'Here's something I noticed when I got that 27-year-old number. That means that more time has passed between John Constantine being created and now than between the creations of Hal Jordan and John Constantine. That is… I don't know if that's depressing or astonishing or what. These characters aren't young. An era of comics that many of us think of as still ongoing is really receding in the rear view mirror.'
'I can sure recall any number of individual moments in these comics. There's a birth. There's the way the character initially puts together his “magic word.” There's a scene where they're reading comics for clues. There's a man with scary teeth. There's one where they talk about sex education as something that should involve having sex as part of that education. There's a bunch of stuff with the creepy Kid Miracleman character, a wonderful bad guy. There's the arch-villain that looks like the late Joe Paterno.

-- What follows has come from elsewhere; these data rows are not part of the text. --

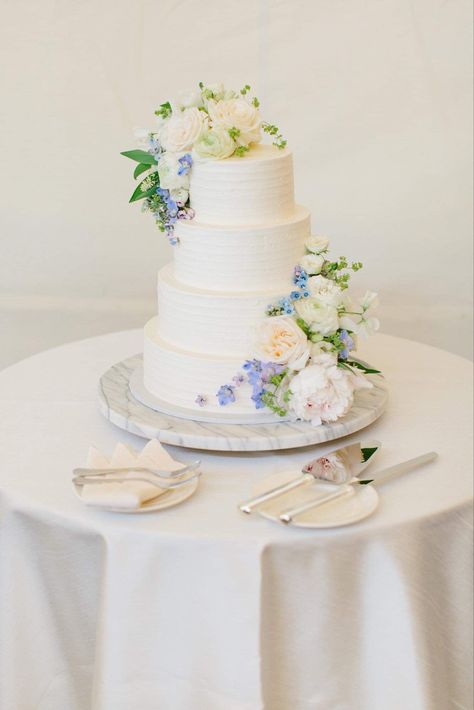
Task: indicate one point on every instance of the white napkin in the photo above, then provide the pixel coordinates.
(130, 494)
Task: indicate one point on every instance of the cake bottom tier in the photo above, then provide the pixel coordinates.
(180, 377)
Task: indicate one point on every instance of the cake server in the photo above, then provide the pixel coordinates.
(339, 466)
(387, 474)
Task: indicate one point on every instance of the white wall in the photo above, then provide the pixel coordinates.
(373, 95)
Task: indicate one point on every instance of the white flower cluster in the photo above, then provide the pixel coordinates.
(213, 122)
(314, 342)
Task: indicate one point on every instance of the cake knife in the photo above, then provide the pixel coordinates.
(339, 466)
(387, 474)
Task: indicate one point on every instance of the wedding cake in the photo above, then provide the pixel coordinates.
(252, 314)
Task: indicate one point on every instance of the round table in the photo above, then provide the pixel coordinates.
(200, 608)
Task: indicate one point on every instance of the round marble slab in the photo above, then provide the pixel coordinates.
(119, 406)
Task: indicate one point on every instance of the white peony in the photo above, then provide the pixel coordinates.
(168, 167)
(312, 263)
(282, 341)
(317, 244)
(325, 290)
(182, 130)
(323, 392)
(215, 144)
(237, 113)
(320, 317)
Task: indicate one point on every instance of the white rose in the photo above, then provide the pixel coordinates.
(237, 113)
(312, 263)
(282, 341)
(168, 167)
(215, 144)
(180, 195)
(182, 130)
(325, 290)
(323, 392)
(321, 317)
(317, 244)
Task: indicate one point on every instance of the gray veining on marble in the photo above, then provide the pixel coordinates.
(120, 407)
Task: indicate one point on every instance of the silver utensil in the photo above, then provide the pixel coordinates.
(166, 475)
(152, 481)
(339, 466)
(387, 474)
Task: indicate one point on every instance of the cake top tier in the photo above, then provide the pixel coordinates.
(251, 190)
(204, 159)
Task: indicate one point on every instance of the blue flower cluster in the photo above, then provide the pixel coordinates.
(259, 374)
(226, 395)
(185, 164)
(285, 305)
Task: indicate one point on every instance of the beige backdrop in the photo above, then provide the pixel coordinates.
(373, 95)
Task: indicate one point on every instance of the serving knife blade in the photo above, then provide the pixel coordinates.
(339, 466)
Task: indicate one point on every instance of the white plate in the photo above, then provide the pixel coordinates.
(345, 511)
(165, 500)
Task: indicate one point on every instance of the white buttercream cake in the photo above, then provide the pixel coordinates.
(234, 258)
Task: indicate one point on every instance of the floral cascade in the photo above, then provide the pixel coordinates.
(303, 366)
(210, 123)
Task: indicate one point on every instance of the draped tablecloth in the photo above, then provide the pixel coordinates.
(199, 608)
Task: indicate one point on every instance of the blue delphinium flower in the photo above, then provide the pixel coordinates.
(348, 343)
(185, 163)
(226, 395)
(286, 306)
(300, 277)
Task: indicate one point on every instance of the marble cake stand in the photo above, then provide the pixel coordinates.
(120, 407)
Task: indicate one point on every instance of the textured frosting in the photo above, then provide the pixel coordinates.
(254, 189)
(178, 376)
(240, 258)
(205, 321)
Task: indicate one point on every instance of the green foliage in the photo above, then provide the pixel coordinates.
(164, 111)
(140, 156)
(274, 131)
(146, 188)
(141, 168)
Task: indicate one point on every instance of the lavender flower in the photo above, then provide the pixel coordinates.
(226, 395)
(185, 163)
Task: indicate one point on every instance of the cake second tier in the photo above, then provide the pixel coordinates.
(210, 322)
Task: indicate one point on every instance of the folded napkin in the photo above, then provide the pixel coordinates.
(132, 493)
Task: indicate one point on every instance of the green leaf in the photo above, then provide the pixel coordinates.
(140, 193)
(140, 156)
(360, 366)
(141, 168)
(368, 452)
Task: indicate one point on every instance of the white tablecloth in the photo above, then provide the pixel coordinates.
(199, 608)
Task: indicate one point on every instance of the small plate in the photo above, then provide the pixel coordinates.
(165, 500)
(345, 511)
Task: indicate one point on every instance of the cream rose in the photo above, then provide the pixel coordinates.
(282, 341)
(320, 317)
(237, 113)
(317, 244)
(325, 290)
(182, 130)
(312, 263)
(168, 167)
(215, 144)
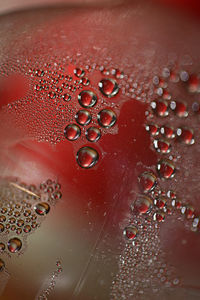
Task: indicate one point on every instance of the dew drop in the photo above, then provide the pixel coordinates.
(167, 131)
(72, 132)
(186, 135)
(87, 99)
(142, 205)
(83, 117)
(87, 157)
(147, 181)
(130, 232)
(108, 87)
(160, 107)
(166, 168)
(159, 216)
(93, 134)
(179, 108)
(160, 202)
(42, 208)
(162, 146)
(14, 245)
(106, 118)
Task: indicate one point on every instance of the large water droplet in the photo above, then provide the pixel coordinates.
(14, 245)
(166, 168)
(87, 157)
(147, 181)
(106, 118)
(108, 87)
(93, 134)
(42, 208)
(83, 117)
(142, 205)
(130, 232)
(87, 99)
(72, 132)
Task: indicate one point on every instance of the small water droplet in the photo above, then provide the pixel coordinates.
(108, 87)
(42, 208)
(106, 118)
(166, 168)
(72, 132)
(14, 245)
(147, 181)
(83, 117)
(93, 134)
(130, 232)
(87, 157)
(160, 107)
(142, 205)
(87, 99)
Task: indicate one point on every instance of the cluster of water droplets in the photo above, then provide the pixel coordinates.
(22, 210)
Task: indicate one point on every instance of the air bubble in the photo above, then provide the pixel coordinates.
(162, 146)
(166, 168)
(160, 107)
(87, 157)
(83, 117)
(142, 205)
(14, 245)
(93, 134)
(130, 232)
(72, 132)
(87, 99)
(42, 208)
(147, 181)
(106, 118)
(108, 87)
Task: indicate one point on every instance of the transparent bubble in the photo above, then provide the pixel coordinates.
(106, 118)
(87, 157)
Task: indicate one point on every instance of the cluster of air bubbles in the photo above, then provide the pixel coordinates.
(54, 276)
(22, 209)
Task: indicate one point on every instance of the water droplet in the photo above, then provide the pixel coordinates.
(83, 117)
(153, 129)
(160, 107)
(106, 118)
(162, 146)
(186, 135)
(179, 108)
(72, 132)
(87, 157)
(108, 87)
(67, 97)
(159, 216)
(87, 99)
(14, 245)
(160, 202)
(142, 205)
(147, 181)
(130, 232)
(167, 131)
(42, 208)
(2, 246)
(79, 72)
(166, 168)
(93, 134)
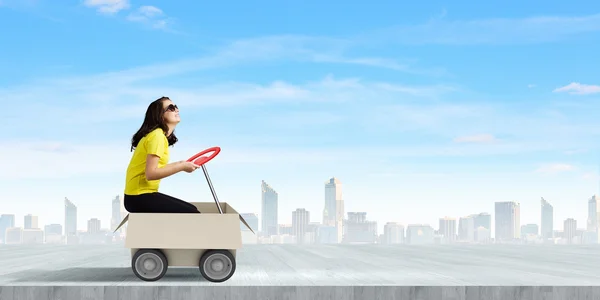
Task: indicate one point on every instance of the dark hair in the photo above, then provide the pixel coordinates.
(154, 119)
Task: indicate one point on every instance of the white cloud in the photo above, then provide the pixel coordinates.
(576, 88)
(590, 176)
(108, 6)
(555, 168)
(536, 29)
(150, 15)
(478, 138)
(61, 160)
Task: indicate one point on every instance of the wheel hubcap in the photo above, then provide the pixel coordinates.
(149, 265)
(217, 266)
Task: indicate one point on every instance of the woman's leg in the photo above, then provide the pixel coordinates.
(181, 202)
(157, 203)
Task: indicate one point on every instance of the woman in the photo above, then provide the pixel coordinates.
(149, 163)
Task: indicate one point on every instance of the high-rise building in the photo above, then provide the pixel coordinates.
(270, 210)
(448, 229)
(466, 228)
(393, 233)
(333, 212)
(359, 230)
(53, 229)
(508, 221)
(251, 219)
(529, 230)
(6, 221)
(70, 218)
(31, 222)
(300, 220)
(483, 227)
(116, 213)
(93, 225)
(547, 228)
(419, 234)
(593, 220)
(570, 227)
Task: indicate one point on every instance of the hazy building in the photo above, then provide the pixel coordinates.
(285, 229)
(448, 229)
(570, 232)
(418, 234)
(116, 216)
(14, 235)
(529, 231)
(593, 220)
(393, 233)
(547, 228)
(333, 213)
(70, 218)
(483, 227)
(359, 230)
(53, 229)
(93, 226)
(252, 220)
(32, 236)
(6, 221)
(30, 222)
(270, 209)
(53, 234)
(327, 235)
(466, 228)
(508, 219)
(300, 220)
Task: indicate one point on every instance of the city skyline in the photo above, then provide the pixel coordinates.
(423, 110)
(333, 195)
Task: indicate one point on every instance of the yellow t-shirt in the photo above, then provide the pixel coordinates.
(155, 143)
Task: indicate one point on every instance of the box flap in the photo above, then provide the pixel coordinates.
(244, 221)
(122, 222)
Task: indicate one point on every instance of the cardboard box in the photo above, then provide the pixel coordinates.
(208, 240)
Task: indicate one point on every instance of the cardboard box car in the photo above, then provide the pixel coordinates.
(183, 238)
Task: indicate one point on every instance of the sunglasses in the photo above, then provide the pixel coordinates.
(171, 107)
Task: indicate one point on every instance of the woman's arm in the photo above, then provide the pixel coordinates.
(153, 172)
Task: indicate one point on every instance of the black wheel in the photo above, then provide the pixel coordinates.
(149, 264)
(217, 265)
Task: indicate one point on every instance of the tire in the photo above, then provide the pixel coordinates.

And then there's the single issue with all the killing, which I remember mostly in terms of its visual texture, one giant smear of pain. That was one of the actually rare comic books of its day, incidentally; I had two or three interns at TCJ that asked to read the office copy the day they arrived.'
Ten days or so past the official announcement, I’m thinking More Watchmen may be best understood as a blow to comics’ dignity. It’s product, not art. It’s a limited, small series of ideas derived from a bigger, grander one. It’s sad. One thing that Watchmen did a quarter century ago was to underline certain values of craft and intent and creative freedom that have helped to yield enough equivalent expressions — to my mind even grander expressions — that we may now see this follow-up project for what it is: nothing special.